A step for an escalator has become known from the specification DE 3605284 A. The step comprises a tread element with a plurality of horizontally extending strips and a riser element with a plurality of vertically extending strips. The strips of the tread element mesh with the strips of the riser element of the adjacent step, wherein the step width is dependent on the relative position of the adjacent steps.
A step of the kind stated in the introduction is known from U.S. Pat. No. 6,978,876 B. see, particularly FIGS. 5 and 6. Weight savings and considerable cost savings are possible with the skeleton-like sheet metal construction of the step.

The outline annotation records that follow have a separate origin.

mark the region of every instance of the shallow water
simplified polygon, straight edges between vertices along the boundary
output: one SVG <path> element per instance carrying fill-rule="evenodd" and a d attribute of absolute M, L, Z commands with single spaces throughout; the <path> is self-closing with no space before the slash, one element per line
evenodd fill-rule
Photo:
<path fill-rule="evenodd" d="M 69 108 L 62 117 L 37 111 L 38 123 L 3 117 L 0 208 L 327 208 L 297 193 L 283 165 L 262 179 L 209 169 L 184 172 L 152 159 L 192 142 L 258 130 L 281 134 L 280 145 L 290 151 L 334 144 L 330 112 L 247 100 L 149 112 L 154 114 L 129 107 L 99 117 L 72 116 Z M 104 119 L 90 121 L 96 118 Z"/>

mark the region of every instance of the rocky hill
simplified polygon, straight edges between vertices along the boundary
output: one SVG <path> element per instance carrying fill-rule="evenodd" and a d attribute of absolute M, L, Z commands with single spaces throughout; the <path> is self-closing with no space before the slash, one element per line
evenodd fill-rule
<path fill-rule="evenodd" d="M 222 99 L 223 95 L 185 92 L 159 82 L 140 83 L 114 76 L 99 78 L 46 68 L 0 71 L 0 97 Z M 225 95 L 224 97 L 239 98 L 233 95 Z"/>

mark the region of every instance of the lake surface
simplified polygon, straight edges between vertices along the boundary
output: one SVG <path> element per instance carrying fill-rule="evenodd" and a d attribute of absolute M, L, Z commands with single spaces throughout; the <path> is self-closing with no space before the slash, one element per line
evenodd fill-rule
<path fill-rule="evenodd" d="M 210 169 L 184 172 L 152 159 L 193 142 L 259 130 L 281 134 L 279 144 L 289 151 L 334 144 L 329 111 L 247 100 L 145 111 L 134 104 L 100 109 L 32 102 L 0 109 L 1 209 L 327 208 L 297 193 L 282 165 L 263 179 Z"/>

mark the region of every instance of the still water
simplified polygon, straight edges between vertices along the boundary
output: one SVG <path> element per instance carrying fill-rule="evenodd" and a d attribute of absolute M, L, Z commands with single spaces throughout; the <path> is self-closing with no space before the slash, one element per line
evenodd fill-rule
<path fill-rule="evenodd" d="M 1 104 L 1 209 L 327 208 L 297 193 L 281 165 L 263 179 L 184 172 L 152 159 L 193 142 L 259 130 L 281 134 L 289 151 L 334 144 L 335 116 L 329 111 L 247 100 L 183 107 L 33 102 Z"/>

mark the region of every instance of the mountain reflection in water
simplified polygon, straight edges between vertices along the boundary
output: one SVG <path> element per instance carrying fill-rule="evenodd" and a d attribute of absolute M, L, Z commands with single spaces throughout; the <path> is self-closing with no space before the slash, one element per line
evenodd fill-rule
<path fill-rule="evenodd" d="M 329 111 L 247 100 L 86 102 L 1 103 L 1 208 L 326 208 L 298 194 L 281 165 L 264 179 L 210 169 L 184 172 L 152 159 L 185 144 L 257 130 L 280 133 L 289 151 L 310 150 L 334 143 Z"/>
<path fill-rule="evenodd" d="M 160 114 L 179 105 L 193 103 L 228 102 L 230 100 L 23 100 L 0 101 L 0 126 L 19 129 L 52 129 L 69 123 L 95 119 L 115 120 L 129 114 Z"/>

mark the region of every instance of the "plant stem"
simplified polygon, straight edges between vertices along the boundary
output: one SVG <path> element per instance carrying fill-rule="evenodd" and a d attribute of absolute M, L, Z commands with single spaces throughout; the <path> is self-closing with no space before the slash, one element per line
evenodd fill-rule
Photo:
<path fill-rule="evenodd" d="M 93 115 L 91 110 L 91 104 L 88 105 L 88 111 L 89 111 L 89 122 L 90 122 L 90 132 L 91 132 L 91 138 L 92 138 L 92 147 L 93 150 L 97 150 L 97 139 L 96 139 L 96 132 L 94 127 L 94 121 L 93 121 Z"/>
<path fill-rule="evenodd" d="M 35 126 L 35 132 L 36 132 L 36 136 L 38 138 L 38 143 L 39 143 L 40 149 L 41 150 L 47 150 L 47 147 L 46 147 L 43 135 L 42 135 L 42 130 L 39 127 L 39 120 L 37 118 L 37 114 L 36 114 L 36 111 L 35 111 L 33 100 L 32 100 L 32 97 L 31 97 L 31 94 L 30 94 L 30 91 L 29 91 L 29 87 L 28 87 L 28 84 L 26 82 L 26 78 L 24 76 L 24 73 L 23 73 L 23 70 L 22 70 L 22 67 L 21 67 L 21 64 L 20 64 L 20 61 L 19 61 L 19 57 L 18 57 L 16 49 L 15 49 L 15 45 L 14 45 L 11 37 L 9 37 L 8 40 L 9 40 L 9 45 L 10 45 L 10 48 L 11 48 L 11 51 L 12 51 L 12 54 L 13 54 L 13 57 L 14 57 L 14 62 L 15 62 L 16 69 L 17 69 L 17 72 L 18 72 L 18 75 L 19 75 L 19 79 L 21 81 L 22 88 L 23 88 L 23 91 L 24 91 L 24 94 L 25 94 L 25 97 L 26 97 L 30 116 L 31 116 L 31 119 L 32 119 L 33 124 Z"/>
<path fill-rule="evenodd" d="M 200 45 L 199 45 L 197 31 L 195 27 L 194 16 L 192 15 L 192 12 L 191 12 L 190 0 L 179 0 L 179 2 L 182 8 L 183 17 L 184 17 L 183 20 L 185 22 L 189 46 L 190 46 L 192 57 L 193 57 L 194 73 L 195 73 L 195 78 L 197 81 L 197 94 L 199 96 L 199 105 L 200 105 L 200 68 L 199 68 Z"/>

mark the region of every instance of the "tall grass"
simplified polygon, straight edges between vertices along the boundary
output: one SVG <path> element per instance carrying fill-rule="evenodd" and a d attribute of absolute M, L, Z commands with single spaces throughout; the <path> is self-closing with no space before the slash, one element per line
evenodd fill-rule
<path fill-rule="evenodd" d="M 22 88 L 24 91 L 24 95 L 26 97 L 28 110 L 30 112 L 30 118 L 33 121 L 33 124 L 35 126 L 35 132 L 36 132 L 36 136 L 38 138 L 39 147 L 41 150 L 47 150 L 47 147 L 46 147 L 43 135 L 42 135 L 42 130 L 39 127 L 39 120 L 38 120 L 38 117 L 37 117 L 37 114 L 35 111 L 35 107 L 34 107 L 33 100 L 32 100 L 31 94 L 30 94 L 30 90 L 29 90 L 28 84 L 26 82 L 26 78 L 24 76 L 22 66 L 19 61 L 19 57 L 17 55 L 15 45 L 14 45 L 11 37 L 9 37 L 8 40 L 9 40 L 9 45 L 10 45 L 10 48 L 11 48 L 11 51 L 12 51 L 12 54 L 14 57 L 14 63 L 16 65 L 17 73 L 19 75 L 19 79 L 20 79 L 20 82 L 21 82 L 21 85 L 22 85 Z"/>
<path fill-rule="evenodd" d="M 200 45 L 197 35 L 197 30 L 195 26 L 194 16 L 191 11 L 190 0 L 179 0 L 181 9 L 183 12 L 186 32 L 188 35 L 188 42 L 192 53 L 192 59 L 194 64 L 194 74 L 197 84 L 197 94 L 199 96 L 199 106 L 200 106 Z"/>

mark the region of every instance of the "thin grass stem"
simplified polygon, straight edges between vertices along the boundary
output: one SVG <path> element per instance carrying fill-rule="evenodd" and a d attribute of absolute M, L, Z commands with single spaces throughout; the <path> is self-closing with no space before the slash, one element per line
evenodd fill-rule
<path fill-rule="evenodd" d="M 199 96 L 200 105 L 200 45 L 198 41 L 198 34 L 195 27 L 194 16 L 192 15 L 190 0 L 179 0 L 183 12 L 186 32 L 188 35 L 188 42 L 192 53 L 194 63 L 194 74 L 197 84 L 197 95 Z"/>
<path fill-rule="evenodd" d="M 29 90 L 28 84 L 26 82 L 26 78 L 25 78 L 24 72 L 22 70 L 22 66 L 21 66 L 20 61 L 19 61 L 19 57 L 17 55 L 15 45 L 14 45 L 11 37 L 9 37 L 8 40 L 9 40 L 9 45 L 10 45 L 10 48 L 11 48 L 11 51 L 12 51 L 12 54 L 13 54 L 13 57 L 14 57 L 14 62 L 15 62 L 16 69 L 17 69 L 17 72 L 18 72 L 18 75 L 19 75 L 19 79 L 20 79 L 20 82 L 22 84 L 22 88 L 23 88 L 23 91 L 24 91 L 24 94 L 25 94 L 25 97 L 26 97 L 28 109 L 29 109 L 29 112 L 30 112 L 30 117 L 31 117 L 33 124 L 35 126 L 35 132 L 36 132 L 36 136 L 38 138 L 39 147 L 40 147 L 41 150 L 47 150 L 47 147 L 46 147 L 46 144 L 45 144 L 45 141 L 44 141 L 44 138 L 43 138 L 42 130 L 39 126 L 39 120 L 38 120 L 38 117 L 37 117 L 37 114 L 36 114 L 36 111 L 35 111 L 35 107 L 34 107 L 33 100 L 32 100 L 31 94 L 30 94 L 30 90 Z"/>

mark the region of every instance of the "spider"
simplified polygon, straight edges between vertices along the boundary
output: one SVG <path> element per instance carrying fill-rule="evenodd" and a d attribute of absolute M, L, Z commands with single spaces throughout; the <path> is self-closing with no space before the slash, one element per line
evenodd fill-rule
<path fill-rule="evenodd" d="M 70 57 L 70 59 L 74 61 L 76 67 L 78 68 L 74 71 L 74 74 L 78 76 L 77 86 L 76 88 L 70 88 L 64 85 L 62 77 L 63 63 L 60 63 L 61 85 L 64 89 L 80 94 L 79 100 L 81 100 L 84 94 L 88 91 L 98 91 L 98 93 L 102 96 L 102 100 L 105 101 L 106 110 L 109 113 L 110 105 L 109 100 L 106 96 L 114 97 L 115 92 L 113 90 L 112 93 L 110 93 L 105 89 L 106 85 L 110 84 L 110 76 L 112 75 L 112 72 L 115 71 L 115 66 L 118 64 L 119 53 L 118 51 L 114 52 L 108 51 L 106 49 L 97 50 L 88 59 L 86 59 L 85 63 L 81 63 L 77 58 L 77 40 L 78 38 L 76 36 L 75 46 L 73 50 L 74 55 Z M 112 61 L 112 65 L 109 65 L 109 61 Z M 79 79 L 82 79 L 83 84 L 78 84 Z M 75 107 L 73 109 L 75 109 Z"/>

A step executes a relative movement to the adjacent steps in vertical direction, particularly in the transition from the inclined escalator section to the horizontal escalator section. The step structure of the escalator is in that case transferred into a planar structure or band structure. The height difference between two adjacent steps then changes continuously from the maximum value to zero. The relative movement is produced by an appropriate course of the guide tracks for the step rollers and chain rollers. The step has—in section in travel direction—an approximately triangular cross-section. In order to keep the gap between two steps small, however, the riser element is constructed not to be flat, but as a cylinder wall section, thus arcuate in cross-section, so that the step in section in travel direction has the form of a sector of a circle rather than that of a triangle.